Free reserves are the reserves a bank holds in excess of required reserves, minus reserves borrowed from the central bank. 

BREAKING DOWN Free Reserves

Under fractional reserve banking, commercial banks only hold a limited amount of their total funds in a liquid form at any given time. In other words, not all deposits are kept on hand in cash; most are lent out or otherwise invested. U.S. federal law requires banks to hold a certain portion of their funds in cash vaults or in Federal Reserve Bank accounts. Excess reserves, on which the Fed pays interest, are reserves that exceed these requirements. Borrowed reserves are those that banks borrow from the Federal Reserve at the discount rate.

Subtracting borrowed reserves from excess reserves yields a bank's free reserves, which are available to be lent out.

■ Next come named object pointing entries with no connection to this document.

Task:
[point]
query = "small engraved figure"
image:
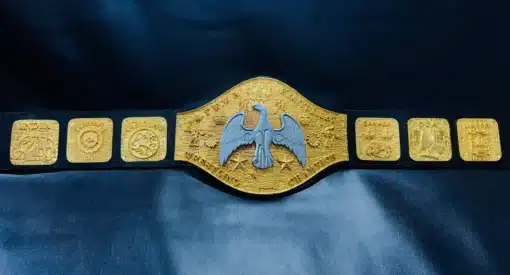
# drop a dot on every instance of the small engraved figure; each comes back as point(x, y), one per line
point(238, 162)
point(235, 135)
point(313, 140)
point(285, 163)
point(378, 149)
point(144, 143)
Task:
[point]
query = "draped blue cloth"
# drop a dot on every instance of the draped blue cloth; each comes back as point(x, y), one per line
point(369, 54)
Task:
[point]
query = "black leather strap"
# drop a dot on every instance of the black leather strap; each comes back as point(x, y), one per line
point(405, 162)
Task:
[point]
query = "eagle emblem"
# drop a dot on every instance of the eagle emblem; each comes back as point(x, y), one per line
point(290, 135)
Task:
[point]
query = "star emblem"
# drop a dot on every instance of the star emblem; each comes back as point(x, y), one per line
point(238, 162)
point(284, 163)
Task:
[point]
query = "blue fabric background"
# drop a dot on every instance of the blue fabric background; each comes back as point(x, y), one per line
point(368, 54)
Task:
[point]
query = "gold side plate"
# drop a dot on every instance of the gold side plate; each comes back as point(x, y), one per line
point(34, 142)
point(199, 137)
point(479, 139)
point(89, 140)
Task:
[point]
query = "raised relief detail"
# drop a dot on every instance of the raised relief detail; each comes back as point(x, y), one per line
point(377, 139)
point(479, 139)
point(264, 114)
point(34, 142)
point(263, 135)
point(89, 140)
point(144, 139)
point(429, 139)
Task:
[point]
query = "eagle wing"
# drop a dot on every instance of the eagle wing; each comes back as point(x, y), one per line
point(234, 135)
point(291, 136)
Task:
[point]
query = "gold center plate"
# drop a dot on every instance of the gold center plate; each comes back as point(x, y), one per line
point(198, 134)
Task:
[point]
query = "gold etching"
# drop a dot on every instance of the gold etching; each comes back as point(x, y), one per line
point(429, 139)
point(238, 161)
point(285, 163)
point(198, 142)
point(144, 139)
point(479, 139)
point(34, 142)
point(377, 139)
point(89, 140)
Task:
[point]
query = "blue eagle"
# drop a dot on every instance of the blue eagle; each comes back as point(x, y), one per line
point(290, 135)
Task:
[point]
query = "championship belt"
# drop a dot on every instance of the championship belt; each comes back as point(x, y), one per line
point(261, 137)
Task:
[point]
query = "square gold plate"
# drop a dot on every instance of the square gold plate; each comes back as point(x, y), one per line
point(34, 142)
point(89, 140)
point(144, 139)
point(479, 139)
point(377, 139)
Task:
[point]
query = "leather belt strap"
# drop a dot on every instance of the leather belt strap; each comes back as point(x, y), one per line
point(307, 138)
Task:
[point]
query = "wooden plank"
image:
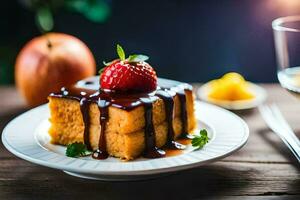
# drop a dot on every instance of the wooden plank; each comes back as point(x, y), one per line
point(221, 178)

More free reserves a mean more available bank credit, which in theory lowers the cost of borrowing and leads to inflationary pressures. Free reserves rose to unprecedented levels following the financial crisis, when the Fed offered to pay interest on banks' excess reserves. This development coincided with an unprecedented cut in the federal funds rate to near-zero, but these policies have not spurred inflation because of a prevailing deflationary environment. The increase in Fed liabilities caused by rising free reserves has been more than balanced out by the assets the Fed created through quantitative easing.